Evangelist (Feb. 10th 2009)

The last two days I’ve been stuck indoors with a heavy cold and a raised temperature. Not even tasting the fresh air outside, and my head thickly congested, I’m unable to activate that part of the brain that’s a spokesman for the soul, but I thought I might just start anyhow, and see if in half an hour the Muse might be sufficiently invoked to lend a hand in publishing something.

O muse, o alto ingegno, or m’aiutate;
o mente che scrivesti ciò ch’io vidi,
qui si parrà la tua nobilitate.

O Muses, O high genius, now assist me!
o memory, that didst write down what I saw,
here thy nobility shall be manifest! [Dante, Inferno, Canto II]
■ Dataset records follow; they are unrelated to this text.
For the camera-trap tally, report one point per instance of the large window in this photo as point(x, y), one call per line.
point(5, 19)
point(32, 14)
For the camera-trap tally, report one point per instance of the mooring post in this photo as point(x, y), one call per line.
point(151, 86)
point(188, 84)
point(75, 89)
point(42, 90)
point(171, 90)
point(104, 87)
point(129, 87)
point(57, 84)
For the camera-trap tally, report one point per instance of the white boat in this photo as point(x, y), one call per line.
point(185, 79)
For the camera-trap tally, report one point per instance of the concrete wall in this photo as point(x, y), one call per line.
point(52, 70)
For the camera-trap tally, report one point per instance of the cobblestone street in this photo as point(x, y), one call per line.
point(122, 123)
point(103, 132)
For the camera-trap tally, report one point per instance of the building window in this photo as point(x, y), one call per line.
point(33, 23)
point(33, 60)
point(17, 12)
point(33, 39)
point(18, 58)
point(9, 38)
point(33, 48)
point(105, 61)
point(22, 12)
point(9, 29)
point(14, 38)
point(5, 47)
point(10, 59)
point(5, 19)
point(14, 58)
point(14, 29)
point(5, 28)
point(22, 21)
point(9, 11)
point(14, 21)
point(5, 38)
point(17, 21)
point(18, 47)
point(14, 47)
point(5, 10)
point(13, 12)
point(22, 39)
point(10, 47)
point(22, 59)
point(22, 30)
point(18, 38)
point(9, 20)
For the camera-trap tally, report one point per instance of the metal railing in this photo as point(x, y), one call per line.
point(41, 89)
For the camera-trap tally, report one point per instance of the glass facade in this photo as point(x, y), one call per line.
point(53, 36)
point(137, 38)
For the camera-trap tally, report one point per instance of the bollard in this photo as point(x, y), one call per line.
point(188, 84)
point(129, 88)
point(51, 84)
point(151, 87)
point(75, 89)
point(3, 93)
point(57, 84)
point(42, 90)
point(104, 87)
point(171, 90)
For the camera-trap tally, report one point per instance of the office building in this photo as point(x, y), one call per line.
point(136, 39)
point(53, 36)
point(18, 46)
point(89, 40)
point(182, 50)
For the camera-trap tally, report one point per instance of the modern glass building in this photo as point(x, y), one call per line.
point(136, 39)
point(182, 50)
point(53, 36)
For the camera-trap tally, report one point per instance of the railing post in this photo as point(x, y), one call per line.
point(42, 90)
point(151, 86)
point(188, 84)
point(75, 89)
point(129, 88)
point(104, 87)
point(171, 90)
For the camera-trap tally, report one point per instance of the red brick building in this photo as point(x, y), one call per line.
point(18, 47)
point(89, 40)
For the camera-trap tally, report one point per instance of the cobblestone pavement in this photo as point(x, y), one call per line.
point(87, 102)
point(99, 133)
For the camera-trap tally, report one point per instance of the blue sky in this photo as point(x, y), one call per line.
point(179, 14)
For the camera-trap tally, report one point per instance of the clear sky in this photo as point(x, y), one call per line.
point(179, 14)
Reading and writing are important, especially writing because it is the window to our own soul—when not stuffed up with a cold of course. Wikipedia gives examples of poets invoking the Muse: Homer, Virgil, Catullus, Dante, Milton, Shakespeare, Chaucer. How many of them actually believed that their inspiration actually came from a feminine being named Clio, Melpomene or Calliope? Enough, we can leave out the names of the other six.
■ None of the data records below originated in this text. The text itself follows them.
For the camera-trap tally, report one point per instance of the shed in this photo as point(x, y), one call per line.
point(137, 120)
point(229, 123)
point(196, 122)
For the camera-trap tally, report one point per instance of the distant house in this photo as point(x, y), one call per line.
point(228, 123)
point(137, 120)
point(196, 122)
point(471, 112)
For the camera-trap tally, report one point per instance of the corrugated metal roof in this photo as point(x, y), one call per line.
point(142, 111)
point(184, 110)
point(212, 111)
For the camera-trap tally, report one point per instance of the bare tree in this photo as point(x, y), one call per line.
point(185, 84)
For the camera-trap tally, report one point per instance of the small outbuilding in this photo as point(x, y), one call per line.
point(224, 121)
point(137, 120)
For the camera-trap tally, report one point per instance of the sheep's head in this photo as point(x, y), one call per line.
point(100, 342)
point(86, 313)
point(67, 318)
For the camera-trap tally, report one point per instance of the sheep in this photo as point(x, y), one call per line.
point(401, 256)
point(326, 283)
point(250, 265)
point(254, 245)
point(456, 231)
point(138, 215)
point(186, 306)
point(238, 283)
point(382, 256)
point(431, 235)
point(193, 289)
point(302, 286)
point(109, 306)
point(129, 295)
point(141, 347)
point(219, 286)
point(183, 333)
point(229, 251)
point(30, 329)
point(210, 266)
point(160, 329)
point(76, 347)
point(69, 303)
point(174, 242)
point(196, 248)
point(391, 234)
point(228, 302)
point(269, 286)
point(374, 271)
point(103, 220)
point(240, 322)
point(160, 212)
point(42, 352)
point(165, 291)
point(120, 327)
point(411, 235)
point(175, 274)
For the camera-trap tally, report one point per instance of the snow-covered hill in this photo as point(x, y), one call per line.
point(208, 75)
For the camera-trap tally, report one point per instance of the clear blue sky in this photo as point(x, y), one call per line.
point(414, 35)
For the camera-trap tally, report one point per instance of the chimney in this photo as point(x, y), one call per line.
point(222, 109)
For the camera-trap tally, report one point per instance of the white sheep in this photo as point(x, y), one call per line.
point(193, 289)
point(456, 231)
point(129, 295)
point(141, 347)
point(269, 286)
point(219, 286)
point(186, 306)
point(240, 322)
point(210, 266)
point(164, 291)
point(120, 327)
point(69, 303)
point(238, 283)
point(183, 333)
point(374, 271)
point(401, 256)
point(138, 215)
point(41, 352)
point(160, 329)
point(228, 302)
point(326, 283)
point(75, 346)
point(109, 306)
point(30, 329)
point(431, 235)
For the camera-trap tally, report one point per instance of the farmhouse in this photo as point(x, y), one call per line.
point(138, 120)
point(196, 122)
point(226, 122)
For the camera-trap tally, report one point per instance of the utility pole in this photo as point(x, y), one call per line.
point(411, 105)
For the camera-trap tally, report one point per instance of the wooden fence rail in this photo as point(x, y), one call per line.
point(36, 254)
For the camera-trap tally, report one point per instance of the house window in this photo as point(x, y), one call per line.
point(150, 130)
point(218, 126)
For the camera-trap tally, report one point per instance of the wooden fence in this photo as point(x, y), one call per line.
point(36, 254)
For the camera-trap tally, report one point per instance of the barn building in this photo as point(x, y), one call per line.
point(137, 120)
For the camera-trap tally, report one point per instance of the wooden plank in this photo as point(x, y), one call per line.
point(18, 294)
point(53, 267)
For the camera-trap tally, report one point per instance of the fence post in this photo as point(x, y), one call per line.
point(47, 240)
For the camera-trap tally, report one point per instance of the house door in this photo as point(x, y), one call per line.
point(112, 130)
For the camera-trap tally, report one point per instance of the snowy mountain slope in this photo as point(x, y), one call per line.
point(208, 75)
I’m not sure how to answer my own rhetorical question, for inspiration comes from somewhere that can only be referred to indirectly, with metaphor. It is brought up from a deep well, or it is forged from the heat in a furnace; or it is a Muse providing assistance.

It’s that word “belief” that causes the trouble; as if each one of us is prepared to enter the witness-box at any time, take the book in our right hand, and swear by Almighty God that the evidence we shall give is the truth, the whole truth and nothing but the truth: “so help me God”. For God helps us tell truth, as the Muse helps us with poetic inspiration, at any rate will help Marc now that he’s announced to the whole world: “I have started it.” For there is something sacred about this creative endeavour, and I wonder how many of the millions of born-again scribblers and bloggers and emailers and published authors give thanks to the parts of their brain which connect them to their Muse, and more especially to the Muse herself. And if they don’t glimpse their soul through writing, then give thanks to the guardian angel who fixes chance encounters.

I wrote in a recent post Beginnings about eavesdropping the conversation of two boys on a bus. The other day I arrived at the same bus stop for the same ride back into town and found there a young woman anxiously examining the timetable. I won’t bore you with the full details of our conversation—the selective exchange of life-stories that seem to happen when I bump into strangers—so suffice to say she was a committed Christian on her way to a retreat. So at some point I admitted to having been brought up in the Church of England, attending services twice on Sundays and yet never believing that Christ died for me, or that he was Lord. Despite this, I said, I find myself somewhat drawn to the C of E in my declining years, for it rounds off my life somehow, and since I don’t even care about belief any more, I can just go along for the ride, enjoying the hymns, the Book of Common Prayer, the ancient buildings, the fellowship (though I’ll always be a Steppenwolf, at the edge of the congregation, slinking out hoping to remain unnoticed). I was banking on the traditional notion that the C of E is a “broad church”: anyone can join!

My diatribe provoked an arousal of the poor girl’s evangelistic instincts, as if I were a lost sheep who had just happened to stray within her orbit; and she started to go about her Father’s business, invoking the Bible in admonishment to my waywardness. I told her I didn’t believe anything in the Bible and moreover, whilst solemnly respectful of the rituals and holy objects of religions, especially the Bible which I hold in superstitious regard as a magical object, I feel that beliefs are divisive and keep us in chains. She demurred at that of course, until I mentioned the Martyrs’ Memorial six miles away, where the names of seven Protestants are inscribed, who were burnt at the stake (by other Christians) for wanting to worship their way and interpret Holy Writ for themselves. As soon as I’d delivered this coup de grâce I repented, for it was too much force to use in a pleasant conversation between strangers on a bus. I need not have worried. It affected her like water on a duck’s back; and didn’t dissuade her from inviting me to her church one Sunday. We had reached town by this, and parted on good terms.

So I feel like making up a new slogan, a new motto hybridized from old ones:

Abandon belief, all ye who enter here!
You have nothing to lose but your chains.